Oxidative processes, mediated by free radical chemistry, are recognized to contribute significantly to the inflammatory pathology of bronchial asthma. This study analysed the degree of defence against reactive oxygen species in Maltese, asthmatic patients and in normal individuals, by measuring plasma selenium concentration, erythrocyte glutathione peroxidase (GSH-Px) activity and erythrocyte superoxide dismutase (SOD) activity, in order to determine their antioxidant status. The effect of glucocorticoids on the status of these antioxidants in patients was also investigated. The measurement of antioxidant status was carried out both in mild (n = 22) and severe (n = 37) asthmatics, as well as in healthy controls (n = 49). The same antioxidant profile was then investigated in a group of 16 severe asthmatics following treatment for 4 weeks with inhaled beclomethasone dipropionate (750 micrograms twice daily), and in a second group of 16 patients suffering from severe asthma, following 2-weeks treatment with oral prednisolone (15 mg daily during the first week and 10 mg daily during the second).
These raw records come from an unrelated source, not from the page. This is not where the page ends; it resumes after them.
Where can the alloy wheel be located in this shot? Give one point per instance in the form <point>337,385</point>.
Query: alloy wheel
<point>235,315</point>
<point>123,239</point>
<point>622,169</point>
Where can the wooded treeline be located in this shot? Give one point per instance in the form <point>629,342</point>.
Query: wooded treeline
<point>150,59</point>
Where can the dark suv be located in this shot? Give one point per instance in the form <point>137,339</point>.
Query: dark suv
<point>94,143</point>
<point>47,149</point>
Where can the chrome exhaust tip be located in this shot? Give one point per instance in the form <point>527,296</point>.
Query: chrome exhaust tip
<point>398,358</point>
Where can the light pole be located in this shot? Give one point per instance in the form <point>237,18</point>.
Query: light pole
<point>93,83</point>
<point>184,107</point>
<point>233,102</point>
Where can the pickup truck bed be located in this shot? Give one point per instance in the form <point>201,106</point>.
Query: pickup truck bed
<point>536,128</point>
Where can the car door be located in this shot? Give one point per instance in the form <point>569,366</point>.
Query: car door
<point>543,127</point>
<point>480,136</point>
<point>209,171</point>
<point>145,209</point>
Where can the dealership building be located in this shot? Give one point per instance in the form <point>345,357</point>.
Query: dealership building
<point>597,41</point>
No statistically significant difference was found in the plasma selenium concentrations and erythrocyte glutathione peroxidase activities between patients and controls. Both mild and severe asthmatics, however, exhibited a statistically significant lower erythrocyte superoxide dismutase activity than normal subjects (mild asthmatics: 62.9 (2.9) SOD 525 U/ml, severe asthmatics: 60.6 (1.9) SOD 525 U/ml, normal: 68.5 (1.1) SOD 525 U/ml, P < 0.01). Inhaled beclomethasone dipropionate exerted no effect on this antioxidant profile, while prednisolone caused a significant increase in plasma selenium concentration over pretreatment values (pretreatment: 118.3 (4.4) ng/ml, post-treatment: 138.1 (4.6 ng/ml, P < 0.01). It is thus suggested that asthmatic patients in Malta might be more susceptible to superoxide-induced damage than normal individuals. The reason for the prednisolone-induced augmentation of plasma selenium could not be determined from this study. It is postulated that the drug may decrease the excretion rate of the element, and may thus exert a positive antioxidant effect in individuals of established low selenium status.